It'll be over soon, Twins fans. Only eight days remain, only four baseball games, in Miguel Cabrera's decades-long torment of the Twins.
But on Tuesday, the future Hall of Famer added one more win over Minnesota to his storied history.
Cabrera, at the age of 40 and in his 21st and final season, collected two hits, scored a run, and helped the Tigers snap the Twins' five-game winning streak with a 6-0 victory at Comerica Park.
The Twins, who had scored at least three runs in every game this month, reverted to their scratch-for-offense ways against Detroit lefthander Eduardo Rodriguez, going 0-for-7 with runners in scoring position. The loss marked the eighth shutout of the Twins this season.

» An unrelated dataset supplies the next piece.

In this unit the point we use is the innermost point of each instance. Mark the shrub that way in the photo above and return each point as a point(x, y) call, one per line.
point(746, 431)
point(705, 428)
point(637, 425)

"He's a very high-quality pitcher. It's not by accident he pitches deep into a lot of ballgames," Twins manager Rocco Baldelli said of Rodriguez, who is 4-0 with a 3.03 ERA since the All-Star break. "There are not that many pitchers in the league that can just stand up there and fire fastballs in the zone and get swings that are just not on the ball. That's what he did."
Sonny Gray, who broke a 15-start winless drought last Thursday, was even better through three innings, striking out seven of the first 11 hitters he faced. He allowed an unearned run in the first inning when Jorge Polanco fielded a ground ball by Cabrera but misfired on his throw to first base, allowing Riley Greene to score from second.
"Sonny threw the ball well. His breaking stuff looked good," Baldelli told reporters in Detroit. "We just didn't back him up with runs today."
That's happened plenty of times before, of course; Tuesday's start was Gray's eighth this season in which the Twins have supplied two runs or fewer, and the third shutout.